Разъясняя философскую проблему абсурда, Мамардашвили использовал образ «зомби». Метафора, весьма уместная для этого мира несовместимости, поскольку зомби одновременно означает и человеческую жизнь, и ее отсутствие: «“зомби”-ситуации вполне человекоподобные, но в действительности для человека потусторонние, лишь имитирующие то, что на деле мертво» [Мамардашвили 2013: 17]. «Зомби» удачно представляет этот логический другой мир, потому что он похож на человека, но не является человеком; мы можем рассматривать понятие зомби в концептуальной категории человеческой жизни и в то же время понимать ее как «вырожденный, или регрессивный» вариант повседневного, описуемого мира [Там же: 17]. Поразительно, что Мамардашвили начал пользоваться метафорой зомби более чем за десять лет до того, как образ зомби стал одним из ключевых в современной аналитической философии сознания, в частности в работах Д. Чалмерса, Д. Деннета и других[69].
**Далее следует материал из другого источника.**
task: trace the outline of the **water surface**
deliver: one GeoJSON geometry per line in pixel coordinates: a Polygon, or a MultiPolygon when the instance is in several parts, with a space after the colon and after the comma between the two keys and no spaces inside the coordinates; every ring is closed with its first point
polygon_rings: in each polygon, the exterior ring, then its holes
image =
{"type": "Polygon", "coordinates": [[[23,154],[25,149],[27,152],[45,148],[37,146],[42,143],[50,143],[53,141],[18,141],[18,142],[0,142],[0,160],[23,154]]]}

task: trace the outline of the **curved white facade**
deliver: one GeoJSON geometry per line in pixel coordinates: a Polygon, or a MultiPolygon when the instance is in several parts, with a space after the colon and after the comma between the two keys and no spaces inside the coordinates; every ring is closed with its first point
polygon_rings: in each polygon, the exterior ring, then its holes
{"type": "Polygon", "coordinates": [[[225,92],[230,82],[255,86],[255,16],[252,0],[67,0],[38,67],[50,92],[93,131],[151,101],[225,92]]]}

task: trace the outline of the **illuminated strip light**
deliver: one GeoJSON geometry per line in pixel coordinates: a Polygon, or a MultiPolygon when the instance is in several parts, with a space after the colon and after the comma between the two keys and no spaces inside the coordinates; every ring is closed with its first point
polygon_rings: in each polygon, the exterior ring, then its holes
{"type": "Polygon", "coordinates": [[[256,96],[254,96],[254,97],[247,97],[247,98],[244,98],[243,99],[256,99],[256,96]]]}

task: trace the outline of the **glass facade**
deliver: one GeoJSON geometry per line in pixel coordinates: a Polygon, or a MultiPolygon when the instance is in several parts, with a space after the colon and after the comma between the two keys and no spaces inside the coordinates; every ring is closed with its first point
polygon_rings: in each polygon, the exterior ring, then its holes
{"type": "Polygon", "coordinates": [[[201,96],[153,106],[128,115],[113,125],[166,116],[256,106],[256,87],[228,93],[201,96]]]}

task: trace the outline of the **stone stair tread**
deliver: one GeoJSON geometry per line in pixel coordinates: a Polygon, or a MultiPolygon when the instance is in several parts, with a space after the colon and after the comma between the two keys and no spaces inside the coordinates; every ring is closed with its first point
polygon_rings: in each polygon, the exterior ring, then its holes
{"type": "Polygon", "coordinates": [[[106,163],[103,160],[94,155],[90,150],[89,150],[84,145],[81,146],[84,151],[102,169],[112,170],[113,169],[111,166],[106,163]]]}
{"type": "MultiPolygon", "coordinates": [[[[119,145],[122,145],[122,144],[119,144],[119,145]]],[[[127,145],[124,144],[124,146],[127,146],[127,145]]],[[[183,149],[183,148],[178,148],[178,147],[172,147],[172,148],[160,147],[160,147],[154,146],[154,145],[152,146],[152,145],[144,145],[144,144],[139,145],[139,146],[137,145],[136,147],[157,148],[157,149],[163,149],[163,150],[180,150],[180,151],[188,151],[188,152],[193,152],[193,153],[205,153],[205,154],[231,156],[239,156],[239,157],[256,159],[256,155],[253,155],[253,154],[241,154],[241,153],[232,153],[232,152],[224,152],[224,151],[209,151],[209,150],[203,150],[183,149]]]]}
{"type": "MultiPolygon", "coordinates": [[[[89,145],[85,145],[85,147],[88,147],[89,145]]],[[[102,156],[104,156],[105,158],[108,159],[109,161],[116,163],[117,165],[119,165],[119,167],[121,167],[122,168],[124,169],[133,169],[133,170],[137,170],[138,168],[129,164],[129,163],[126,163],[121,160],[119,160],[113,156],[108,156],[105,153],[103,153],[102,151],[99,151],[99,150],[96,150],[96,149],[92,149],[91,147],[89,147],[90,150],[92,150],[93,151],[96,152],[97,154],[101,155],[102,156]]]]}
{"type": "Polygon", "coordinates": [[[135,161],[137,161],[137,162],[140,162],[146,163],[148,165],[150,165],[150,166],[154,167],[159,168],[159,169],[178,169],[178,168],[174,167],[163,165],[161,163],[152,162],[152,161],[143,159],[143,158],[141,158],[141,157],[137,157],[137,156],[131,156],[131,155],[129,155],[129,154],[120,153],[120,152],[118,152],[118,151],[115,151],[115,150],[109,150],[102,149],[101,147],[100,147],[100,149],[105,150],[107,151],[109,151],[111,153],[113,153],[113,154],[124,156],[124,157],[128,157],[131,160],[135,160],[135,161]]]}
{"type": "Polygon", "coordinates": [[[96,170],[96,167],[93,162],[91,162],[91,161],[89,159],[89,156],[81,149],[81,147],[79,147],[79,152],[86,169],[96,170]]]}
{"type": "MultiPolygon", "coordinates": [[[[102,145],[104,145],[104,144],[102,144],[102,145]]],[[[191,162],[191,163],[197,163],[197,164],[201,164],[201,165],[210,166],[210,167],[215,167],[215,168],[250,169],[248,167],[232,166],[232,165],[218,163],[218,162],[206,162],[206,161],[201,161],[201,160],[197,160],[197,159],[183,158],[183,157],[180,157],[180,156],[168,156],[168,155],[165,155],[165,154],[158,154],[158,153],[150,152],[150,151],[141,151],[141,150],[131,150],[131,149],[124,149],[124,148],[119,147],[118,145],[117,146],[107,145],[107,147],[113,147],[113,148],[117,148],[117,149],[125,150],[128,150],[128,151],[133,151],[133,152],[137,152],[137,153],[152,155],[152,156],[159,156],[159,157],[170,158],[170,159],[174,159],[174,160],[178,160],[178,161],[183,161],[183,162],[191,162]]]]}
Самым великим непознаваемым для Мамардашвили оставалось сознание как таковое. Сознание необходимо для любого здравого определения человеческой жизни, оно сопровождает все наши мысли и представления, но может быть описано только через метафоры и парадоксы либо через поэзию и умолчание. В этом, согласно Мамардашвили, состоит парадокс трансцендентального. Именно понятие «другой стороны» позволяло Мамардашвили совмещать позиции Декарта и Канта. Трансцендентальное, не следует забывать, всегда приводит к парадоксу – к этому непреодолимому разрыву между внутренним состоянием души (мыслью и желанием) и внешним состоянием телесного материала, превращающему человеческую жизнь в философскую загадку, которая снова и снова отсылает нас в область парадокса.